I’ve been scratching my head wondering why there’s such a paucity of new exercise games. After all, Wii Fitness Games were improving and with the added competition from PS3 Fitness games and Xbox Fitness games (both of which have fallen silent as well), one would have thought that we’d be closer than ever to amazing games like Kung Fu High Impact where the exercise IS the gameplay and vice-versa.
A moderator on the EA Sports Active forums (speaking on her own behalf and not for the company) had an interesting theory. She mentioned one of the reasons for the silence may be a lawsuit that a company called Impulse Technologies against a number of companies, including EA, THQ, Majesco, Namco Bandai, and Ubisoft. In other words, every company that has released a Wii fitness game. The company has also sued Microsoft, Sega, and Konami.
It’s highly possible that this lawsuit is what has cast a pall over exergame development. The various companies involved probably aren’t even allowed to comment on it while litigation is underway, which explains the silence. But I am allowed to comment, and I’ll go on the record of saying that it really stinks.
There are so many ridiculous things about this lawsuit I don’t know where to begin.
First of all, imagine that I walked into the patent office and patented a flying car.
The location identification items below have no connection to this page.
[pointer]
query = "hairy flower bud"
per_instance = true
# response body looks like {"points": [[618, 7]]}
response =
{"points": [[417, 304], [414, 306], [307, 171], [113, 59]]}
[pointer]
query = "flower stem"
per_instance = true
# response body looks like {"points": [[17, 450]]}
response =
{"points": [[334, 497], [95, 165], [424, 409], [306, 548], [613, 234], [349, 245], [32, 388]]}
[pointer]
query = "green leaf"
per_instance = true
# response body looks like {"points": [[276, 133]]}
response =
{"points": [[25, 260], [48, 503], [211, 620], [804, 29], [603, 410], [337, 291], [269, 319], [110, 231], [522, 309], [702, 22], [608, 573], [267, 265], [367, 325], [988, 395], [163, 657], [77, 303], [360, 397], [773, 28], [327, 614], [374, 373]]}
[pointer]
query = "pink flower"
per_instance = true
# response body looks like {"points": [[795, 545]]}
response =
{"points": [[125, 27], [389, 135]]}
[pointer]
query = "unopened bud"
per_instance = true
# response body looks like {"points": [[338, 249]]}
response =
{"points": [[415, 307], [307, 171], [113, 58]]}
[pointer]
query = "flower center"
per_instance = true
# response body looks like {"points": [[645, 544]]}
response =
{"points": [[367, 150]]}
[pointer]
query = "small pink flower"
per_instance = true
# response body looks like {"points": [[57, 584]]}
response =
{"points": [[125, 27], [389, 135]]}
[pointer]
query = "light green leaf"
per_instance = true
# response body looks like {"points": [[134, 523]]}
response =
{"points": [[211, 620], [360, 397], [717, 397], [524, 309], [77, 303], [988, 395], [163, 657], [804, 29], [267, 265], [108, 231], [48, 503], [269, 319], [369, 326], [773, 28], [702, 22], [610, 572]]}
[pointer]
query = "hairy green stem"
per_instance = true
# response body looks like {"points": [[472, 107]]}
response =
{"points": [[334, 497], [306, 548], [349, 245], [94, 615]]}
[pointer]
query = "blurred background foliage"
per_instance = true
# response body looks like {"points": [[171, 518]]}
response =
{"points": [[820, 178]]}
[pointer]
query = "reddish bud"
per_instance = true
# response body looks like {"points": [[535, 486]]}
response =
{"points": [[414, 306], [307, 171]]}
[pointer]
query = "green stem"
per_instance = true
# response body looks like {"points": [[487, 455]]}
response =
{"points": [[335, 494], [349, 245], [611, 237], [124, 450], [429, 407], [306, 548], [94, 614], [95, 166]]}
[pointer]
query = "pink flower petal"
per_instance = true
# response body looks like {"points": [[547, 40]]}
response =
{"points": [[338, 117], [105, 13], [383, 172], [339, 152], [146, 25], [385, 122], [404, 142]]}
Then, in 2030, Toyota invents their first real flying car. At that point, I get my lawyers to sue them, saying that I thought of the idea first. The concept of human interaction with a television screen has been around since television was first invented. Even when their patent was written in 1996, it was not “non-obvious” even then that cameras, accelerometers, and infared technology could be used to facilitate that. For this unknown company, whose own product is laughably weak, to assert that its ideas were stolen to create the Wii, DDR, and the Kinect is ludicrous.
Second, systems like the QuickCam, Nintendo Power Glove, Playstation EyeToy, and Konami MoCap Boxing have been around from around the time and even before this patent was first filed. Why did they wait until 2012 to file this lawsuit? Obviously, they are unhappy that the consumer exergame revolution took off without them, and so they’re trying to use the court system rather than their own innovations to get a piece of the action. Obviously, their hope is that these big companies will settle and pay a licensing fee to them.
Don’t get me wrong–I am a strong supporter of the patent system. It protects those who come up with truly innovative products to benefit from their inventions. The problem I have with this lawsuit is that exergaming technology evolved completely independently from this company, but this company in my opinion is abusing the patent system to try to take credit for something it had nothing to do with. I found it amusing that a man named Rick Baker left a comment on Berkeley’s Web site that all but shows that using the same criteria, THEY infringed on a patent that HE had filed two years earlier.
And so once again, patent trolls roll the dice, lawyers end up getting paid huge amounts of money, and game publishers have to invest money in litigating instead of innovating. Such is life in our litigious society today. So while all this is going on, the rapid improvements in exergaming seem to have ground to a halt. Sadly, there doesn’t seem to be anything we as consumers can do except wait for the legal system to run its course.